Une autre difficulté est que la stabilité financière mondiale se construit sur une monnaie de réserve principale. Même si l'euro a été créé comme une devise alternative au dollar US et même si la Chine a émergé comme une nouvelle puissance mondiale, le dollar US reste la principale monnaie de réserve.
L'organisation monétaire internationale (sauf en Chine) est aujourd'hui basée sur la flexibilité des changes, l'absence de contrôle des capitaux, le ciblage de l'inflation. Cette organisation devient dangereuse : avec l'importance de la liquidité créée par les banques centrales, la taille des flux de capitaux internationaux est devenue considérable et ces flux de capitaux déstabilisent les taux de change et les économies.

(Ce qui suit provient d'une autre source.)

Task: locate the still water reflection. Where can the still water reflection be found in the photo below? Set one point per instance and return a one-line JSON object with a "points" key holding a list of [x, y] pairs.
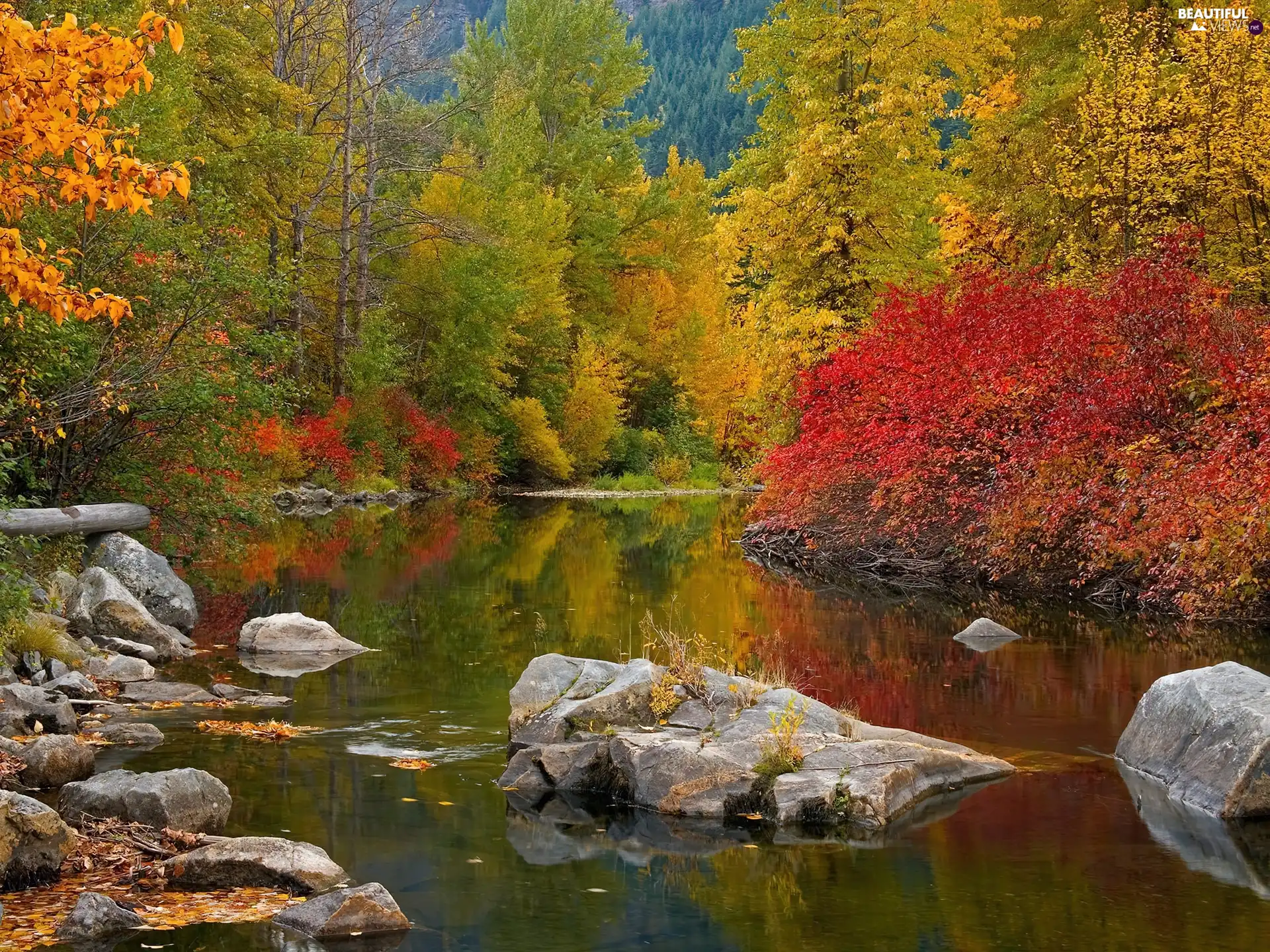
{"points": [[458, 597]]}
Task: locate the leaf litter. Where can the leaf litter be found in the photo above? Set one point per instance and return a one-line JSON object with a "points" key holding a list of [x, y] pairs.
{"points": [[121, 859]]}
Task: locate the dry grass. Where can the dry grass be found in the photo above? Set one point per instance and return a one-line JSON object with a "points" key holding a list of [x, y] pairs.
{"points": [[269, 730], [780, 748]]}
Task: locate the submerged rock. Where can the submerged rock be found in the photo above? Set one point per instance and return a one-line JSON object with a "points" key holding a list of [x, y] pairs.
{"points": [[292, 631], [255, 861], [1206, 735], [121, 668], [138, 734], [1230, 851], [986, 635], [52, 761], [33, 842], [357, 910], [148, 692], [186, 799], [95, 917], [588, 728], [23, 706], [146, 575], [103, 608]]}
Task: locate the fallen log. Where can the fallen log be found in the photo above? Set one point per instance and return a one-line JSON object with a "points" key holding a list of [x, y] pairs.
{"points": [[87, 520]]}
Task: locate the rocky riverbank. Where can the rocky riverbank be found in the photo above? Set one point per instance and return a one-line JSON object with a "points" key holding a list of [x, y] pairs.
{"points": [[95, 865]]}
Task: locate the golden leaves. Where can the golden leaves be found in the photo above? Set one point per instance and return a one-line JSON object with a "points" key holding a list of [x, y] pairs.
{"points": [[269, 730], [411, 763]]}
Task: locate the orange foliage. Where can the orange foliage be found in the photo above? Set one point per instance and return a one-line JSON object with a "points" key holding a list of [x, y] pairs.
{"points": [[60, 147]]}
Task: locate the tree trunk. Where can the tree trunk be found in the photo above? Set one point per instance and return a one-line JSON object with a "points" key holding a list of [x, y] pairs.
{"points": [[346, 206]]}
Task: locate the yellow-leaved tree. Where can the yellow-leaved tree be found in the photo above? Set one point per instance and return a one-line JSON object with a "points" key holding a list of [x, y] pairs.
{"points": [[59, 147], [835, 194]]}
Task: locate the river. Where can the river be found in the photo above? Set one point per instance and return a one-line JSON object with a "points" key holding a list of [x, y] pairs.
{"points": [[458, 596]]}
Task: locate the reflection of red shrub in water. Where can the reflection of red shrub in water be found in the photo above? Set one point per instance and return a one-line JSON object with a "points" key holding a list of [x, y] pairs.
{"points": [[1049, 432]]}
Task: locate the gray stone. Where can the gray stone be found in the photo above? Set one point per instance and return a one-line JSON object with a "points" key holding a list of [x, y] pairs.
{"points": [[125, 733], [186, 799], [255, 861], [130, 649], [121, 668], [51, 760], [23, 706], [986, 635], [709, 760], [292, 631], [143, 692], [1206, 735], [357, 910], [33, 842], [105, 608], [75, 686], [95, 917], [146, 575]]}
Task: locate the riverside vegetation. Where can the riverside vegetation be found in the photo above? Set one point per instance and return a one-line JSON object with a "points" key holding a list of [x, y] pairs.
{"points": [[412, 270]]}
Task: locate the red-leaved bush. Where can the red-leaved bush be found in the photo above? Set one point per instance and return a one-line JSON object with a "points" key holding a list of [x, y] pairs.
{"points": [[388, 436], [1114, 440]]}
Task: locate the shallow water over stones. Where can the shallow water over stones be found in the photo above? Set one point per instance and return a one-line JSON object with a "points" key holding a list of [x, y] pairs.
{"points": [[458, 598]]}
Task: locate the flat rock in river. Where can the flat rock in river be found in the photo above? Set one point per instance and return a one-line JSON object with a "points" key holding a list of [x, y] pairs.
{"points": [[23, 706], [146, 575], [255, 861], [186, 799], [95, 917], [33, 842], [52, 760], [121, 668], [356, 910], [292, 631], [587, 728], [1206, 735], [151, 691]]}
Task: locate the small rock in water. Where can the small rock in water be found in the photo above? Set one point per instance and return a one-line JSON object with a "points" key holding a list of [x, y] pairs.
{"points": [[95, 917], [986, 635], [255, 861], [186, 799], [357, 910], [151, 691], [34, 840]]}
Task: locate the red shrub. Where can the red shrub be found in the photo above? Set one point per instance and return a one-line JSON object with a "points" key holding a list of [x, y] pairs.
{"points": [[1048, 432]]}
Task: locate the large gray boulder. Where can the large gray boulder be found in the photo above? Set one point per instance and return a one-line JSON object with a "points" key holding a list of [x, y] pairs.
{"points": [[103, 608], [51, 760], [292, 631], [186, 799], [1206, 735], [148, 692], [356, 910], [97, 917], [23, 706], [587, 728], [121, 668], [255, 861], [33, 842], [146, 575]]}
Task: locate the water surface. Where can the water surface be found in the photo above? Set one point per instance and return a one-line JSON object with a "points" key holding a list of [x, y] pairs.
{"points": [[459, 596]]}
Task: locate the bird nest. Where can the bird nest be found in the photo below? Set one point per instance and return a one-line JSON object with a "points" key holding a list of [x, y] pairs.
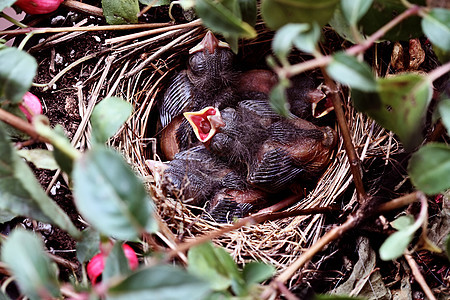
{"points": [[142, 82]]}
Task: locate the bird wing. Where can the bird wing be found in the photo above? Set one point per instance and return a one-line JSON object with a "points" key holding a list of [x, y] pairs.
{"points": [[176, 99], [274, 171]]}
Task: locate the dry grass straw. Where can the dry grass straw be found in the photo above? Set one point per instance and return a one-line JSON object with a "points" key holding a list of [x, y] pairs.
{"points": [[275, 242]]}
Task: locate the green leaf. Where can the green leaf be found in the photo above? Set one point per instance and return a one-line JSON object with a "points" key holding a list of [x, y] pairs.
{"points": [[108, 116], [403, 222], [257, 272], [400, 105], [116, 264], [6, 3], [383, 11], [110, 196], [444, 111], [341, 25], [277, 13], [87, 247], [394, 246], [447, 246], [35, 274], [214, 265], [160, 282], [436, 26], [248, 11], [429, 168], [278, 98], [348, 70], [16, 74], [42, 159], [354, 10], [224, 20], [120, 12], [21, 194]]}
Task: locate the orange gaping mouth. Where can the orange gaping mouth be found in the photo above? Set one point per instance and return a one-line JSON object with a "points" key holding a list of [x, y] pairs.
{"points": [[205, 122]]}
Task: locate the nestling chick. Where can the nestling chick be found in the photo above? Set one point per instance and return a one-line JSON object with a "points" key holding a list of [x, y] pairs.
{"points": [[200, 178], [271, 151], [208, 81]]}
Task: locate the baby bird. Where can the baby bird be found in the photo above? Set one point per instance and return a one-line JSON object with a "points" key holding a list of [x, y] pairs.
{"points": [[305, 100], [201, 179], [208, 81], [273, 152]]}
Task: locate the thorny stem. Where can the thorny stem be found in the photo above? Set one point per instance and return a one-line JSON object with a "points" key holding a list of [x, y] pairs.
{"points": [[328, 237], [22, 125], [325, 60], [355, 162]]}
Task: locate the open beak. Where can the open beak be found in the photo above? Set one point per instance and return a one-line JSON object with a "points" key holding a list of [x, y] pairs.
{"points": [[320, 104], [210, 43], [205, 122]]}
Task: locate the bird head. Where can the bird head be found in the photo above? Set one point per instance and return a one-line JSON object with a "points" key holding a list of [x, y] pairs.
{"points": [[205, 122], [211, 64]]}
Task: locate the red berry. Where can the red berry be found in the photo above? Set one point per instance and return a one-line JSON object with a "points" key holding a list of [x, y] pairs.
{"points": [[33, 104]]}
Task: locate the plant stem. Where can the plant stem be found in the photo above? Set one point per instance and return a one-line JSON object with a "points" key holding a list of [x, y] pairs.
{"points": [[419, 277], [85, 8], [355, 162], [21, 125], [354, 50], [39, 30], [440, 71], [12, 20], [332, 235]]}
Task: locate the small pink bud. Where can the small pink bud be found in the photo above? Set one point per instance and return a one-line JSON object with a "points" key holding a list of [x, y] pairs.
{"points": [[33, 104], [36, 7], [97, 264]]}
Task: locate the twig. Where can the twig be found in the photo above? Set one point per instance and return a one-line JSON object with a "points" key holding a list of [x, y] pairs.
{"points": [[155, 55], [354, 50], [21, 125], [250, 220], [355, 162], [330, 236], [418, 276], [150, 32], [38, 30], [286, 292], [83, 7]]}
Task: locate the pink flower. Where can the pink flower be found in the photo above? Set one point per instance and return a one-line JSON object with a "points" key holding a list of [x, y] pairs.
{"points": [[30, 106], [36, 7], [97, 264]]}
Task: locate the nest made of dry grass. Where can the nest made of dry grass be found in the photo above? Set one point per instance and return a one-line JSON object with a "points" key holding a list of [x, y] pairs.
{"points": [[276, 242]]}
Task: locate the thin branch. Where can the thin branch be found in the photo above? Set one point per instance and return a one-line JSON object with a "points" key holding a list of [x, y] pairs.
{"points": [[440, 71], [250, 220], [133, 36], [419, 277], [355, 162], [83, 7], [38, 30], [330, 236], [21, 125], [354, 50]]}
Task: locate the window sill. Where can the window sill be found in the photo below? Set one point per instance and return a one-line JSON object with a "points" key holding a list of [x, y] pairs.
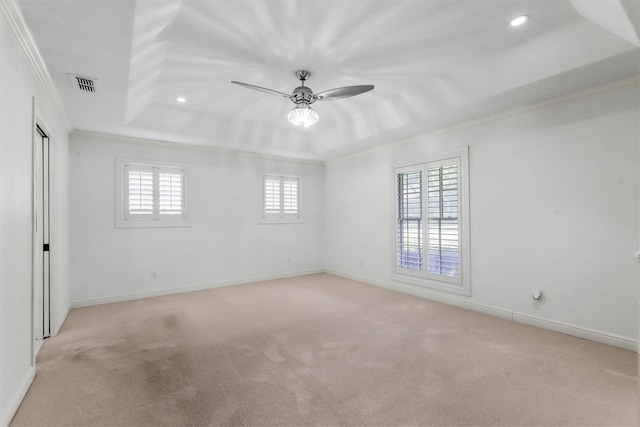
{"points": [[263, 221], [152, 224], [452, 288]]}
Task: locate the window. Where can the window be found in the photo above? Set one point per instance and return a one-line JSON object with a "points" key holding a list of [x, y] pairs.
{"points": [[151, 195], [432, 224], [280, 199]]}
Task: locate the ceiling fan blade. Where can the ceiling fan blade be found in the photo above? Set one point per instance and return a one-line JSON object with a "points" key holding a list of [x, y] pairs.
{"points": [[262, 89], [342, 92]]}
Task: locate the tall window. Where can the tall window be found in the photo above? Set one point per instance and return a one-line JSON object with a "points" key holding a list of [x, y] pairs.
{"points": [[280, 199], [151, 195], [432, 224]]}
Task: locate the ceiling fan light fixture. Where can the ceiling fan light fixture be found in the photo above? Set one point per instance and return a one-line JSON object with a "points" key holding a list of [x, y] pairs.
{"points": [[519, 20], [303, 115]]}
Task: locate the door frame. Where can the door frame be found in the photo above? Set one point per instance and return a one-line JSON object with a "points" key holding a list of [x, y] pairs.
{"points": [[43, 314]]}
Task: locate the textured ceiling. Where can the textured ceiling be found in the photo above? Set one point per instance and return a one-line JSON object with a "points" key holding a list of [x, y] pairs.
{"points": [[434, 63]]}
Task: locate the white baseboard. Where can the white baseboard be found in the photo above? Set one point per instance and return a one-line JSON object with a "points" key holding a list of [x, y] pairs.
{"points": [[60, 322], [17, 398], [589, 334], [171, 291]]}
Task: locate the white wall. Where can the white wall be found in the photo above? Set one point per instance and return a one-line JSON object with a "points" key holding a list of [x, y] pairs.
{"points": [[18, 85], [225, 243], [554, 205]]}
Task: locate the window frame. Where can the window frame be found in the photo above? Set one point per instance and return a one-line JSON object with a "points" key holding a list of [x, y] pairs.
{"points": [[282, 217], [458, 285], [124, 219]]}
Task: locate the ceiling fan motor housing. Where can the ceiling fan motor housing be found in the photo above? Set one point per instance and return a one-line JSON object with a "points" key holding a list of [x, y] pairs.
{"points": [[302, 94]]}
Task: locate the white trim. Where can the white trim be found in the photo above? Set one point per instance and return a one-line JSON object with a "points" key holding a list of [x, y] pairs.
{"points": [[17, 398], [13, 14], [564, 328], [191, 288]]}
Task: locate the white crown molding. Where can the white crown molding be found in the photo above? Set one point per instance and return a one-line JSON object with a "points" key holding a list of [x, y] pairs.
{"points": [[14, 17]]}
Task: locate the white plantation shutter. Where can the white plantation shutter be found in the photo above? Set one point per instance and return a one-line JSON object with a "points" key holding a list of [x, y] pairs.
{"points": [[280, 198], [443, 224], [139, 192], [409, 231], [271, 190], [290, 197], [170, 194], [429, 238], [152, 196]]}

Le système monétaire international devrait être réorganisé en vue de pouvoir gérer les dysfonctionnements relatifs à la liquidité, aux taux de change et aux réserves internationales. La liquidité du système monétaire international a été initialement déterminée par les découvertes d'or et le taux de production, puis par les fluctuations du dollar US. Une nouvelle configuration devrait être définie pour ce système monétaire international émergent, sur la base de plusieurs monnaies de réserve importantes dans les transactions financières internationales. Les profonds déséquilibres mondiaux auxquels nous sommes confrontés prouvent l'inefficacité des taux de change flottants dans une économie mondiale financiarisée.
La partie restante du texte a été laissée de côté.